Postby NFT5 » 2019-10-26 23:14

Head_on_a_Stick wrote:CentOS ftw!


:lol: :lol: :lol: The one distro that, in my distro hopping days, I was never successful in installing.

bester69 wrote: As for Ubuntu LTS, ubuntu's team keep porting newer version's apps as long as it last.


No, they don't. From the Ubuntu LTS Wiki:

and clearly state that it is not:

A Feature-Based Release: We will focus on hardening functionality of existing features, versus introducing new ones1, except for in the areas of Online Services and Desktop Experience2.

1. Exceptions for priority projects will be documented.
2. Because these two areas of development are relatively new, they still require new features to satisfy the original reasons for their creation


Cutting Edge: Starting with the 14.04 LTS development cycle, automatic full package import is performed from Debian unstable1

1. This is due to deploying ProposedMigration in the Ubuntu archive.

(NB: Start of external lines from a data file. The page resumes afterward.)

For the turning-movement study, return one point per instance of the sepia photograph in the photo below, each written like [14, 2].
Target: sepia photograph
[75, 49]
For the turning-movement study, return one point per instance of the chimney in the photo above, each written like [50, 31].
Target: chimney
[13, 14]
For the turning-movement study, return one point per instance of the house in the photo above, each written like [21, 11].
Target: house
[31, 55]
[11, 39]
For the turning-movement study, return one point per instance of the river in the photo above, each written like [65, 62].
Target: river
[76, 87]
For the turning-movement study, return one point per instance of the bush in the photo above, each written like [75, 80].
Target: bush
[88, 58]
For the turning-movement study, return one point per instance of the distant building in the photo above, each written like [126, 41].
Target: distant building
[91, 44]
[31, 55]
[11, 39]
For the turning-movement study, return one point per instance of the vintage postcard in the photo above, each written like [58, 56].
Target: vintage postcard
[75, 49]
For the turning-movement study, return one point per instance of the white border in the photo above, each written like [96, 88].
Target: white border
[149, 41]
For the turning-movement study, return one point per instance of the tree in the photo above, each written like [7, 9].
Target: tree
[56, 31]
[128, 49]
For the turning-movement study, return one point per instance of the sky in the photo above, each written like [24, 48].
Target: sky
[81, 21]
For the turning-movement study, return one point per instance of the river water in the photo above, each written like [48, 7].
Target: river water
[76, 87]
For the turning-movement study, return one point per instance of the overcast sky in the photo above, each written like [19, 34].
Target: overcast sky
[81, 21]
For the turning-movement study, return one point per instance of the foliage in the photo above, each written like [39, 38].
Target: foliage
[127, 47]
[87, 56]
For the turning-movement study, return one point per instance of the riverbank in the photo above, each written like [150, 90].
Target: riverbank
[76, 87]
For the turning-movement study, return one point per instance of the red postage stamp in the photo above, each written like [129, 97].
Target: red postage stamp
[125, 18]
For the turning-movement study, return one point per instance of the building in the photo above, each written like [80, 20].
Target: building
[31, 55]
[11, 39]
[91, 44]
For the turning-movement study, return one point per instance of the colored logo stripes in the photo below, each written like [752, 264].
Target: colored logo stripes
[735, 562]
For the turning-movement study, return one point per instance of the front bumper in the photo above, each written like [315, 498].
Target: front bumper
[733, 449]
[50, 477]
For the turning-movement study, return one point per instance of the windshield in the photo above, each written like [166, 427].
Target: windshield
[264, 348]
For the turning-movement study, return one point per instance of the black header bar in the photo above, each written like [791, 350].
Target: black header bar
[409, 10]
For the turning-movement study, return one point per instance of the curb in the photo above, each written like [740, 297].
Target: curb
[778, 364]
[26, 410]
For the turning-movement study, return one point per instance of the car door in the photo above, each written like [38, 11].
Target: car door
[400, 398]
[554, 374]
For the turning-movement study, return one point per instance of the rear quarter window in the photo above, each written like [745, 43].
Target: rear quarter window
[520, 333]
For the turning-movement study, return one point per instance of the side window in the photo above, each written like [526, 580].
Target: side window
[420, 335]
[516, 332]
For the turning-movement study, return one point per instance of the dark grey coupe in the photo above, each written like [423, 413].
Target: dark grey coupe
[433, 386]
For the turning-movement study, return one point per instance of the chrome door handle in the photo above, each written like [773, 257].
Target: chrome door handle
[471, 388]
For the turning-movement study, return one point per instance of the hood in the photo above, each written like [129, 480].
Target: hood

They do extend support for newer hardware, as Fernando Negro notes, but this is only useful if you are changing hardware on an existing machine to something that isn't currently supported. If you're changing machines then a fresh installation of the most recent stable is the better way, having first established that it will support your new hardware anyway. Wherever possible I'd prefer to use Debian and Backports or even bring in a specific package that is essential to the use.

I do use Ubuntu LTS on a couple of machines where either the user capability is better suited to Ubuntu than Debian or there is a particular hardware configuration that works with Ubuntu but I've been unable to make work in Debian. In either case the decision to go with Ubuntu is made with the knowledge that it will be a significantly slower system than if operating with Debian.